"Quero imaginar sob que novos traços o despotismo poderia produzir-se no mundo... Depois de ter colhido em suas mãos poderosas cada indivíduo e de moldá-los a seu gosto, o governo estende seus braços sobre toda a sociedade... Não quebra as vontades, mas as amolece, submete e dirige... Raramente força a agir, mas opõe-se sem cessar a que se aja; não destrói, impede que se nasça; não tiraniza, incomoda, oprime, extingue, abestalha e reduz enfim cada nação a não ser mais que um rebanho de animais tímidos, do qual o governo é o pastor. (...)
A imprensa é, por excelência, o instrumento democrático da liberdade." Alexis de Tocqueville
(1805-1859)

"A democracia é a pior forma de governo imaginável, à exceção de todas as outras que foram experimentadas." Winston Churchill.

domingo, 15 de fevereiro de 2015

AMENIDADES LINGUÍSTICAS ( 4 )

Propina: como uma palavra inocente se afundou no crime

pedro barusco petrobras“Propina”, nossa Palavra da Semana, é um termo mais leve nos dicionários do que na vida real brasileira. Sinônimo de gorjeta, aquilo que se paga a mais por um serviço prestado satisfatoriamente, não tinha sequer registrado até poucos anos atrás, nem no Houaiss nem no Aurélio, o sentido de prática ilícita, suborno.
Isso mudou, felizmente. 

Hoje os dois mais importantes dicionários brasileiros já incorporaram, ainda que como acepções secundárias, aqueles sentidos criminosos que a imprensa mobiliza ao chamar de propina a fortuna – entre 150 milhões e 200 milhões de dólares – que o ex-gerente de Serviços da Petrobras, Pedro Barusco (foto), declarou à Justiça ter sido paga ao longo de dez anos ao tesoureiro nacional do PT, João Vaccari Neto (leia mais sobre isso).
Como foi que nós viemos parar aqui?

O certo é que nasceu inocente a propina, na expressão grega propino, “beber antes”, que acompanhava os brindes com que um anfitrião saudava seu convidado – “Bebo à sua saúde!” – antes de dar um gole e lhe passar o copo. Prova de generosidade, sim, mas também voto de confiança e intimidade.

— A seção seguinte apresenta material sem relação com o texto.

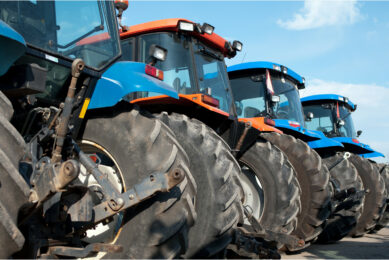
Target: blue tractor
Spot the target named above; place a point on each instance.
(331, 114)
(82, 173)
(270, 90)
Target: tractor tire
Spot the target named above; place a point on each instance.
(272, 191)
(384, 219)
(218, 204)
(347, 213)
(313, 178)
(14, 191)
(374, 185)
(140, 145)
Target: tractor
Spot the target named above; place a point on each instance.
(84, 173)
(190, 57)
(331, 114)
(279, 100)
(269, 92)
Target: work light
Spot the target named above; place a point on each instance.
(237, 45)
(185, 26)
(158, 52)
(207, 28)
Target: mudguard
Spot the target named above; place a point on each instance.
(353, 145)
(315, 139)
(123, 78)
(12, 46)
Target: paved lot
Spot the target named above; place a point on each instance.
(374, 246)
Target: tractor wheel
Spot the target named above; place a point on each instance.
(344, 176)
(132, 145)
(218, 204)
(313, 178)
(384, 219)
(272, 191)
(14, 190)
(374, 185)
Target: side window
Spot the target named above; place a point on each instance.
(127, 50)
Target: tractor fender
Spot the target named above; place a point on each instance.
(297, 130)
(353, 145)
(12, 46)
(123, 78)
(325, 143)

O verbo passou com sentido semelhante ao latim clássico propinare, ao substantivo do latim tardio propina e daí, já no século XVII, ao português, mas agora com uma importante ampliação de sentido. Não mais restrita à mesa, aos comes e bebes, a propina era assim registrada no início do século XVIII por Rafael Bluteau, o primeiro dicionarista de nossa língua:
Hoje se dá propina em dinheiro, ou em tantas varas de pano, e outras coisas usuais.
Bluteau ainda não falava de corrupção, não como a entendemos hoje, mas a prática de azeitamento das engrenagens burocráticas a que ele se refere é seguramente uma ancestral de nossas mazelas:
…em Portugal se dão propinas aos oficiais da Casa Real, aos tribunais, ao reitor, chanceler, lentes, licenciados, bedéis etc. da universidade.
Foi daí que saiu, por um lado, o sentido moderno de propina na terra de José Saramago, já oficial e expurgado de qualquer conotação escusa: “Quantia que se paga ao Estado a fim de se poderem realizar matrículas, exames ou outros actos escolares” (dicionário da Academia das Ciências de Lisboa).
Mas foi daí que saiu também, pelo lado oposto, o sentido moderno de propina no Brasil, extraoficial e tão carregado de conotações escusas que deveria nos levar – como levou os dicionaristas – a fazer uma pausa para refletir e mudar de rumo enquanto é tempo.

*
Quando publiquei uma primeira versão do texto acima, em julho de 2010, os maiores dicionários brasileiros ainda comiam mosca em suas definições do substantivo “propina”. Evoluímos de lá para cá do ponto de vista lexicográfico, fazendo justiça a um uso que a língua brasileira consagrou há tempos. Pena que nesse mesmo período a cultura da propina, pelo visto, tenha evoluído ainda mais.